Inspiration

We kept watching teams hit the same wall: great ideas dying in chat threads or bots blasting code with zero accountability. We wanted a scrappy AI war room—one where humans, code agents, and ops signals all share the same space, stay measurable, and get coached into writing better prompts instead of guessing.

What it does

ReplyChat is a multiplayer agent workspace. You spin up a project, invite teammates, and work inside a shared chat + kanban. Agents file issues, propose code changes, and now, thanks to “You Suck at Prompting” mode, Clippy pre-coaches your message before it ever hits the AI stack. Prometheus + Grafana ship in the same docker-compose, so you can monitor active agents, queue depth, and streaming tokens across projects.

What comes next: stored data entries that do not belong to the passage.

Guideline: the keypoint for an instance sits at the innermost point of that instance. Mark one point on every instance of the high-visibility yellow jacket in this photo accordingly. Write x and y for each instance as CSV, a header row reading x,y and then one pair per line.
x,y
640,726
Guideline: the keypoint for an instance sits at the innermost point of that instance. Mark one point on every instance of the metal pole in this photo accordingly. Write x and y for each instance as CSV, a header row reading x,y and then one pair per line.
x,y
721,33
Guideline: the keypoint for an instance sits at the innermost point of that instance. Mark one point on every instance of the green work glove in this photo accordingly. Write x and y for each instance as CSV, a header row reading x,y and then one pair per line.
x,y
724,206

Here's the actual repo the project in the images was editing: https://github.com/StefVuck/replychatdemo/tree/main/src

How we built it

The app is a Go 1.24 service with Gorilla WebSockets feeding the UI. Agents run through OpenAI’s Responses API and commit directly into per‑project workspaces. We layered Prometheus client metrics and provisioned Grafana dashboards via Docker Compose. Frontend is lightweight vanilla JS with embedded templates; the new prompt coach hits our /api/prompt-coach endpoint, which uses Gemini through the API. Everything is sqlite-backed and deploys with a single docker-compose up.

Challenges we ran into

Keeping agent commits sandboxed per project while letting Clippy intercept prompts meant threading new middleware through both the websocket flow and REST API without breaking ongoing chats. UX: balancing the Swiss-flat redesign with realtime ergonomics took a few iterations to ensure the chat composer stayed fixed and the kanban columns never clipped.

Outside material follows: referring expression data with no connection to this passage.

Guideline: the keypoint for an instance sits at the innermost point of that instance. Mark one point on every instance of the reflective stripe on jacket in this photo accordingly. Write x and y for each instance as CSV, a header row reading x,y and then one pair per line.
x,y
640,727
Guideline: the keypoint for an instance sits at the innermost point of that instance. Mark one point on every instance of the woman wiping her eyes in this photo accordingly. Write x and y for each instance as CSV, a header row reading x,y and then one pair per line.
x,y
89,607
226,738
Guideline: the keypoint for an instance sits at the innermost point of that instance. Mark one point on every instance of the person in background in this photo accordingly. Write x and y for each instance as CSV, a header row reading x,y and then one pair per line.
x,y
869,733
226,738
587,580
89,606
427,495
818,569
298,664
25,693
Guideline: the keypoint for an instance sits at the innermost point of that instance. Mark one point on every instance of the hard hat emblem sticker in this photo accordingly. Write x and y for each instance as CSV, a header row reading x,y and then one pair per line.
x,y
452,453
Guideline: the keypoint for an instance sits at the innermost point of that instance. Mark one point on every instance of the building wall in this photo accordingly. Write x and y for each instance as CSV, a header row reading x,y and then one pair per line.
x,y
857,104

Accomplishments that we're proud of

Realtime monitoring that shows per-project agent velocity, queue depth, and token flow out of the box. “You Suck at Prompting” mode: Clippy critiques, rewrites, and lets users accept/reject before a prompt leaves their browser—no plugin required. Git-aware autonomous agents that can edit files, summarize changes, and push commits, all surfaced in the chat feed with metadata.

What we learned

Great AI collaboration isn’t just model quality; it’s observability plus human-in-the-loop UX. Teams need to see when agents are idle, understand token burn, and feel confident their prompts aren’t garbage. Instrumentation + coaching closes that loop.

What’s next for ReplyChat

Layer alerting/notifications on top of the Prometheus metrics (Slack/webhooks). Add human approval gates in kanban so high-risk agent changes require a click before shipping. Bring in diff previews + inline code reviews directly in the chat stream.

That’s the path from “AI chaos” to a measurable, coachable agent workspace.